Media antimatter: PBS' blogging nonprogram 
 PBS says it will run a feature on blogging in mediamatters on Thursday. Glenn sez he can't get it in Knoxville. Hmm... I'll betcha he could find something if he has an outdoor antenna (and doesn't depend only on cable). I see no less than four PBS signals around Knoxville: WKOP/15&17 and WJSK/2&41. But... it's not on any of them (which all appear to be one station anyway). Well... he might get WUNF/33 from Asheville, which radiates from Mt. Pisgah and has line-of-sight into parts of Knoxville. But... looks like UNC-TV doesn't carry it, either.
 Let's see... It should be on the PBS feed that comes with many folks' DishTV and DirecTV lineups. But... Here's PBS's Thursday/Jan 16 lineup, and the program isn't there.
 Is this program being carried at all, anywhere?
 Well, the video clip works, and it features Glenn, Oliver, Anil and Megan. The text says Blogging: Is it Punditry? Is it journalism? Is it important?
 Maybe they spent too much time around Oliver's kryptonite.
 Side note: Oliver's kicking his own ass with Atkins too. Very cool. We've both been going since August, though I seem to have stopped at about 25 pounds and 5 inches. (Gotta quit snacking on those Costco macadamia nuts.)

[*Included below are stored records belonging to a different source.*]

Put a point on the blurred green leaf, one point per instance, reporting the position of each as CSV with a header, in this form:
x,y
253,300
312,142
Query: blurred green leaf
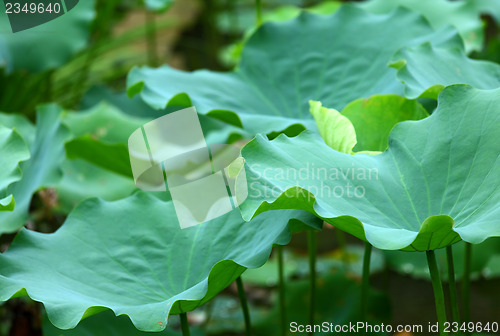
x,y
49,45
426,70
270,93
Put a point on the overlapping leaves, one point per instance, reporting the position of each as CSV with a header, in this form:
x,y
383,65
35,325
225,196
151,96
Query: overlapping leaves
x,y
13,150
427,69
465,15
43,167
135,260
334,59
436,184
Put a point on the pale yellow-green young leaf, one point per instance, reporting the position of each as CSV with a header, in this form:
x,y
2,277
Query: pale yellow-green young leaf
x,y
337,131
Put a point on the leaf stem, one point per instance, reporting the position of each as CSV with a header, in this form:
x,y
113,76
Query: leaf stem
x,y
258,9
466,282
244,306
151,38
281,277
452,285
438,290
184,325
312,247
365,286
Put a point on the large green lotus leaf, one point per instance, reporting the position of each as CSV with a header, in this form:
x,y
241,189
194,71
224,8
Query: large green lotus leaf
x,y
41,170
438,182
373,119
334,59
483,260
13,150
132,257
426,70
82,179
46,46
107,324
21,124
101,136
464,15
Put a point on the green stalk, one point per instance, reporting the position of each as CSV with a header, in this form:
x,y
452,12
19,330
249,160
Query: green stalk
x,y
365,287
185,325
438,290
312,246
452,286
466,282
258,8
151,38
341,240
244,306
279,250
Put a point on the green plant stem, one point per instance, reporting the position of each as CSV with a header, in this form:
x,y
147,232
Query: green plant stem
x,y
281,277
438,291
312,247
244,306
151,38
365,286
452,285
185,325
341,240
258,9
466,282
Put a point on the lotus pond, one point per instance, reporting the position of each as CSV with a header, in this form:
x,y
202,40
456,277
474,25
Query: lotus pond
x,y
364,197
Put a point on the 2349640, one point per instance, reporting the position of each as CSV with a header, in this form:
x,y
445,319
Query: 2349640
x,y
17,8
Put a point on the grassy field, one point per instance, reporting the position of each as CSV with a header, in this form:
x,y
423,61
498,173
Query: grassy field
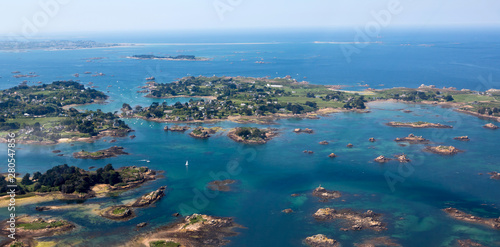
x,y
321,103
43,121
464,98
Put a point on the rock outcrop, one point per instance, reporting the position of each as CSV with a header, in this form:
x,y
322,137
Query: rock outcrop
x,y
356,221
306,130
149,198
382,159
221,185
326,194
412,139
419,124
490,126
101,154
494,175
462,138
194,230
176,128
121,212
402,158
462,216
444,150
321,240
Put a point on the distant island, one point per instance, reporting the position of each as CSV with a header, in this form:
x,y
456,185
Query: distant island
x,y
43,114
54,45
178,57
263,100
242,99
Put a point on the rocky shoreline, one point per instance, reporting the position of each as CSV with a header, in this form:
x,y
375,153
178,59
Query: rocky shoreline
x,y
29,228
101,154
192,231
412,139
443,150
268,135
462,216
221,185
355,221
419,125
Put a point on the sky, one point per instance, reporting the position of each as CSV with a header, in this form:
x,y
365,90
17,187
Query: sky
x,y
41,17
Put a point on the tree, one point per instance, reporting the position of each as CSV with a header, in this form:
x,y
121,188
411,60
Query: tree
x,y
26,179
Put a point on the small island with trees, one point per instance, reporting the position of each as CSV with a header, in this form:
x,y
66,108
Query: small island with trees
x,y
42,114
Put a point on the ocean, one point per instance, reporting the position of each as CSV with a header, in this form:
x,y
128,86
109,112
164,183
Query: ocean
x,y
410,197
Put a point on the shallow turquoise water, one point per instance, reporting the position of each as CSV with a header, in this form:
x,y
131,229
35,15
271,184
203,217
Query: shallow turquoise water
x,y
269,173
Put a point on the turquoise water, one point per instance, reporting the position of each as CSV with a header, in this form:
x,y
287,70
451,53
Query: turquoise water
x,y
269,173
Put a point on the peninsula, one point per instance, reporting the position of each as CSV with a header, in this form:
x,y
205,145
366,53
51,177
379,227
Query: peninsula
x,y
43,114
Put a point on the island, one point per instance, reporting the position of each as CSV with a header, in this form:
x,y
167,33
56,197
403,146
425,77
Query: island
x,y
320,240
462,138
221,185
419,124
490,126
126,212
73,183
444,150
203,133
325,194
356,221
242,99
191,231
43,114
251,135
30,228
482,104
462,216
101,154
169,58
54,45
412,139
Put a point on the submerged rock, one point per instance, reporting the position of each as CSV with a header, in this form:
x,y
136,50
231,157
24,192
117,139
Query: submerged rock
x,y
306,130
356,221
462,138
495,175
462,216
326,194
419,124
221,185
321,240
382,159
194,230
101,154
490,126
150,198
444,150
412,139
402,158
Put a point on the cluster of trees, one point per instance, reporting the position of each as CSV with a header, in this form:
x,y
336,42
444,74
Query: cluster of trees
x,y
46,99
71,179
248,133
488,110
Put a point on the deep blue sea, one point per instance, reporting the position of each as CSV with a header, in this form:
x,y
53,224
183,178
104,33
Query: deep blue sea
x,y
270,173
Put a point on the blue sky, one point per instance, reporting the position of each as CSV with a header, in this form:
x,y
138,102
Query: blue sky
x,y
151,15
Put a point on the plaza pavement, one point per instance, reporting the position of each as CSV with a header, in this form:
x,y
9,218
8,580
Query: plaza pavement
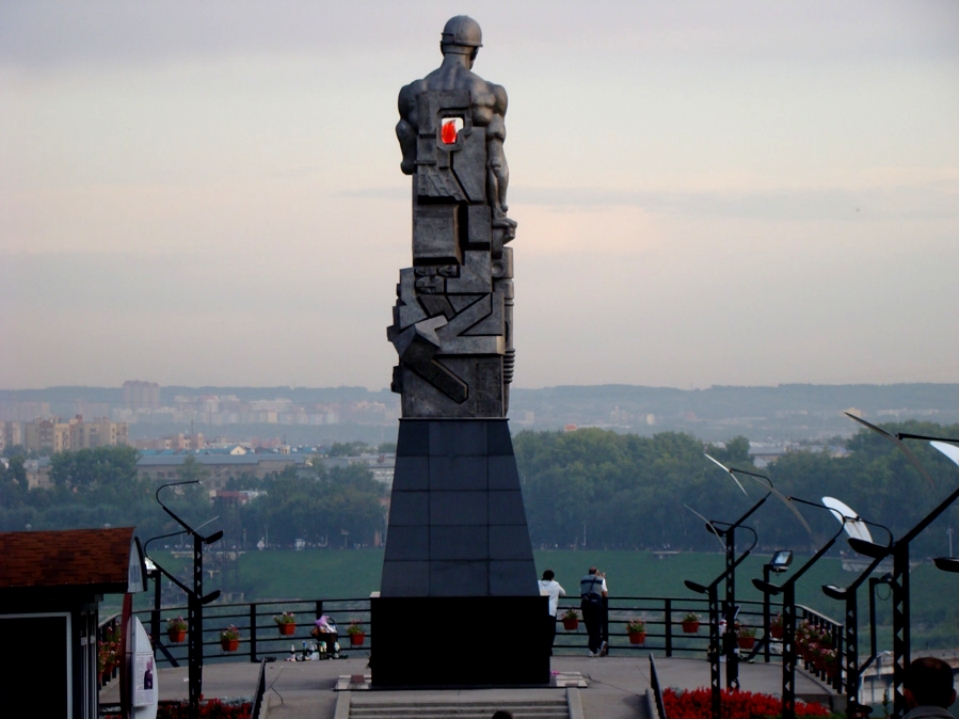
x,y
616,687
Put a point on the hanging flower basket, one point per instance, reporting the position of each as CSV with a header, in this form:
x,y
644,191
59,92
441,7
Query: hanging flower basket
x,y
286,622
356,632
176,629
230,638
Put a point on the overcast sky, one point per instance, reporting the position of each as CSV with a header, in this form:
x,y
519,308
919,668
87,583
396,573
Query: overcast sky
x,y
737,193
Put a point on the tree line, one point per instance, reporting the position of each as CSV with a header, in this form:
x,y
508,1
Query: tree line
x,y
598,489
586,489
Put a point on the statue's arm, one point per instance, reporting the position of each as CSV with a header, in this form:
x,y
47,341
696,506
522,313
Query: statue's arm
x,y
407,127
498,177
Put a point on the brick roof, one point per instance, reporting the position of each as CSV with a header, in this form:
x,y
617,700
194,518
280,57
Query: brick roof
x,y
62,558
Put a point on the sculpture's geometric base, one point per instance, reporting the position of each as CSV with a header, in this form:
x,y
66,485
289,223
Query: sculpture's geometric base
x,y
459,642
457,525
459,604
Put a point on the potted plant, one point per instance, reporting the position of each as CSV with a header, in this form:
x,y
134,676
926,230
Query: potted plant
x,y
230,638
107,650
356,633
691,623
830,662
636,631
286,622
570,620
176,629
776,627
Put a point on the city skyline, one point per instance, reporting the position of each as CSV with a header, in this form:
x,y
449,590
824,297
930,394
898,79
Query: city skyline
x,y
707,195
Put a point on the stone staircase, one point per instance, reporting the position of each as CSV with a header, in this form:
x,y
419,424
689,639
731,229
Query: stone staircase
x,y
521,703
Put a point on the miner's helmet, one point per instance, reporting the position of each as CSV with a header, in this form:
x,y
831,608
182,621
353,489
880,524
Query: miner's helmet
x,y
463,31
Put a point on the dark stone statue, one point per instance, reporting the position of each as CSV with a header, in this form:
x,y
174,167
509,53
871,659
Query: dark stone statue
x,y
453,321
457,539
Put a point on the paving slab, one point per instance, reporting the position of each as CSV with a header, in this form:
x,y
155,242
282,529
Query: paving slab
x,y
615,686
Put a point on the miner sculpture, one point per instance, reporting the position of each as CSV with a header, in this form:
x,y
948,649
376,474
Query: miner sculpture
x,y
452,324
457,545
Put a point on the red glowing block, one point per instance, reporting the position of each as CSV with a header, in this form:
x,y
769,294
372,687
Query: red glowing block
x,y
449,129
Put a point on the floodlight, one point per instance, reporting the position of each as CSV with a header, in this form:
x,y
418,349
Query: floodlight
x,y
869,549
951,451
766,587
947,564
847,516
837,593
781,560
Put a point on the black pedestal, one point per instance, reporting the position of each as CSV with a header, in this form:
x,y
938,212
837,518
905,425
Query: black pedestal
x,y
459,603
459,642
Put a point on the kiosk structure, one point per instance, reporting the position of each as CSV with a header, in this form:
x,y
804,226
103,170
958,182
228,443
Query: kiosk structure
x,y
458,548
51,584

 [Later...] Gerry Humphrey give us the rundown on various times the show should be airing in different places, including Knoxville, and how to easily find the info.
 
Eric Norlin, warblogger 
 The Swami of Boulder has ten predictions for 2003. Mostly he's optimistic about The War (he's got some company there) when it gets around to happening. I just like #8.
 
Edge2Edge 
 Here's Phil Wolff on Marc Canter's great idea.
 
Cut off the head and the body dies 
 Nobody seems to be missing Steve Case.
 Consider this possibility: As much as he may have fucked up the merger with Time Warner, and mismanaged everything since, Steve Case was the only guy who could have saved AOL.
 That's what I thought last Summer, when Steve still had his job. Now he's gone, and AOL is toast.
 Time Warner was, and will remain, a media company. With few exceptions (hell, I can't think of any, except maybe (and very partially — see half the items below) the New York Times — maybe ya'll can help me here) media companies don't get the Net.
 [Later...] Lance Knobel names two, both in the UK.
 How can you tell if they do?
 
  1. They expose their archives, so search engines can crawl them
  2. They don't move around (and 404) their archives
  3. They don't refer to their customers as "consumers"
  4. They do everything they can to make it easy for people to find and use their goods
  5. They know, instinctively, that doing all the above yields greater value in authority than whatever value in dollars they obtain by selling yesterday's or last week's bird-cage liner
  6. They don't labor to dumb down technologies, so readers, viewers or listeners are forced to endure unwanted advertising
  7. They value and work to improve interoperability
  8. They don't try to improve on the vacuum-filled end-to-end stupidity of the Net itself
  9. They embrace and extend the Net's own infrastructure (which provides that end-to-end stupidity)
  10. They don't sit quietly with their thumbs up their asses when powerful entertainment lobbies railroad laws and regulations that limit or eliminate the ability of innovative media enterprises (including themselves) to do business
Hope they work it out soon 
 Some blogger sites still don't work on Safari.